Abstract In virtual reality (VR), established perception–action relationships break down because of conflicting and ambiguous sensorimotor inputs, inducing walking velocity underestimations. Here, we explore the effects of realigning perceptual sensory experiences with physical movements via augmented feedback on the estimation of virtual speed. We hypothesized that providing feedback about speed would lead to concurrent perceptual improvements and that these alterations would persist once the speedometer was removed. Ten young adults used immersive VR to view a virtual hallway translating at a series of fixed speeds. Participants were tasked with matching their walking speed on a self-paced treadmill to the optic flow in the environment.

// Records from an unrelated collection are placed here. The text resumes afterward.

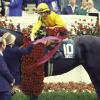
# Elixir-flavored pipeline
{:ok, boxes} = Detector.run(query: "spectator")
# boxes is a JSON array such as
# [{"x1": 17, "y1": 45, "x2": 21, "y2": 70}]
[
  {"x1": 2, "y1": 33, "x2": 33, "y2": 93},
  {"x1": 0, "y1": 0, "x2": 5, "y2": 16},
  {"x1": 57, "y1": 0, "x2": 61, "y2": 12},
  {"x1": 76, "y1": 0, "x2": 88, "y2": 15},
  {"x1": 62, "y1": 0, "x2": 79, "y2": 14},
  {"x1": 87, "y1": 0, "x2": 99, "y2": 13},
  {"x1": 22, "y1": 0, "x2": 27, "y2": 11},
  {"x1": 0, "y1": 37, "x2": 15, "y2": 100},
  {"x1": 0, "y1": 0, "x2": 2, "y2": 14},
  {"x1": 9, "y1": 0, "x2": 23, "y2": 16},
  {"x1": 44, "y1": 0, "x2": 61, "y2": 13}
]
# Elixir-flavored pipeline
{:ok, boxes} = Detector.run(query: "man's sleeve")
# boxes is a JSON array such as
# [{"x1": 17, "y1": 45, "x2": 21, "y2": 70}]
[{"x1": 13, "y1": 44, "x2": 33, "y2": 56}]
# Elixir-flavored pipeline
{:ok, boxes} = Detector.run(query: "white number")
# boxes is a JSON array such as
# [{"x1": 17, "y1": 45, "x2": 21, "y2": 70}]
[{"x1": 63, "y1": 44, "x2": 74, "y2": 58}]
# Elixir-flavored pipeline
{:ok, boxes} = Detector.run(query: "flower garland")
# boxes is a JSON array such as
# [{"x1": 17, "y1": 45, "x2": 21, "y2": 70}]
[{"x1": 20, "y1": 28, "x2": 46, "y2": 96}]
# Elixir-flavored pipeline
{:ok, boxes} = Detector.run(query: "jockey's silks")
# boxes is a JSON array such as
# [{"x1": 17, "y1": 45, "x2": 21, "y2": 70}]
[{"x1": 31, "y1": 11, "x2": 65, "y2": 39}]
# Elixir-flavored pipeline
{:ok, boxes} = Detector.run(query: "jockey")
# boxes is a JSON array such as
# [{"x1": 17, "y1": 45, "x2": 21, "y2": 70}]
[{"x1": 30, "y1": 3, "x2": 68, "y2": 41}]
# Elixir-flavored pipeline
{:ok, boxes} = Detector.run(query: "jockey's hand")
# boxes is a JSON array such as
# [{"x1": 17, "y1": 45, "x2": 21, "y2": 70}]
[
  {"x1": 46, "y1": 27, "x2": 55, "y2": 30},
  {"x1": 30, "y1": 34, "x2": 36, "y2": 41},
  {"x1": 45, "y1": 39, "x2": 59, "y2": 46}
]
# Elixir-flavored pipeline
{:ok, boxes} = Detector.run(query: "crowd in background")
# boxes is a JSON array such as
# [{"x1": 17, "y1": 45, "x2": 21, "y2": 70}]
[{"x1": 0, "y1": 0, "x2": 99, "y2": 16}]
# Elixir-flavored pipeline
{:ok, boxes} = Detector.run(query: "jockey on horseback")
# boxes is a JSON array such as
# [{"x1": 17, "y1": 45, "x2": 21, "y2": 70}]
[{"x1": 30, "y1": 3, "x2": 68, "y2": 41}]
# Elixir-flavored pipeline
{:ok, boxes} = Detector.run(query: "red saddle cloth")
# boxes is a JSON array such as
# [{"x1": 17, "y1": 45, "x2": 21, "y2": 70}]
[{"x1": 20, "y1": 43, "x2": 45, "y2": 96}]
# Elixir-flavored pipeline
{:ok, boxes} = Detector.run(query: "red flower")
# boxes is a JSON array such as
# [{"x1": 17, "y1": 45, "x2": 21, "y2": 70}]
[{"x1": 83, "y1": 19, "x2": 86, "y2": 21}]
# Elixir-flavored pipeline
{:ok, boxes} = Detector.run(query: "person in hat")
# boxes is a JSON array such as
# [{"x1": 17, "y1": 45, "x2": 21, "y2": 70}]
[
  {"x1": 30, "y1": 3, "x2": 68, "y2": 41},
  {"x1": 3, "y1": 32, "x2": 33, "y2": 92},
  {"x1": 0, "y1": 37, "x2": 15, "y2": 100}
]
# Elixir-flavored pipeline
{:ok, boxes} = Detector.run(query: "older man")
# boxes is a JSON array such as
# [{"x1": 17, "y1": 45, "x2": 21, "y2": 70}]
[{"x1": 62, "y1": 0, "x2": 79, "y2": 14}]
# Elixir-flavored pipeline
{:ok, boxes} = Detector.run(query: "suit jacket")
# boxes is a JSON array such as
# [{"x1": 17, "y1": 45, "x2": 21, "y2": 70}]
[
  {"x1": 9, "y1": 0, "x2": 23, "y2": 16},
  {"x1": 44, "y1": 0, "x2": 60, "y2": 13},
  {"x1": 62, "y1": 5, "x2": 78, "y2": 14},
  {"x1": 0, "y1": 54, "x2": 14, "y2": 92},
  {"x1": 3, "y1": 45, "x2": 33, "y2": 85},
  {"x1": 76, "y1": 8, "x2": 87, "y2": 15}
]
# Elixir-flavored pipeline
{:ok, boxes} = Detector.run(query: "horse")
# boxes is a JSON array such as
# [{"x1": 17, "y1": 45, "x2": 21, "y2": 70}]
[
  {"x1": 1, "y1": 28, "x2": 100, "y2": 99},
  {"x1": 43, "y1": 35, "x2": 100, "y2": 100}
]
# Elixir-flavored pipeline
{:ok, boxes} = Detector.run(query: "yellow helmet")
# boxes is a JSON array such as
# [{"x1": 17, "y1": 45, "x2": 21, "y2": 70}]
[{"x1": 37, "y1": 3, "x2": 50, "y2": 13}]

Information regarding walking speed accuracy was provided during augmented feedback trials via a real-time speedometer. We measured resulting walking velocity errors, as well as kinematic gait parameters. We found that the concordance between the virtual environment and gait speeds was higher when augmented feedback was provided during the trial. Furthermore, we observed retention effects beyond the intervention period via demonstrated smaller errors in speed perception accuracy and stronger concordance between perceived and actual speeds. Together, these results highlight a potential role for augmented feedback in guiding gait strategies that deviate away from predefined internal models of locomotion.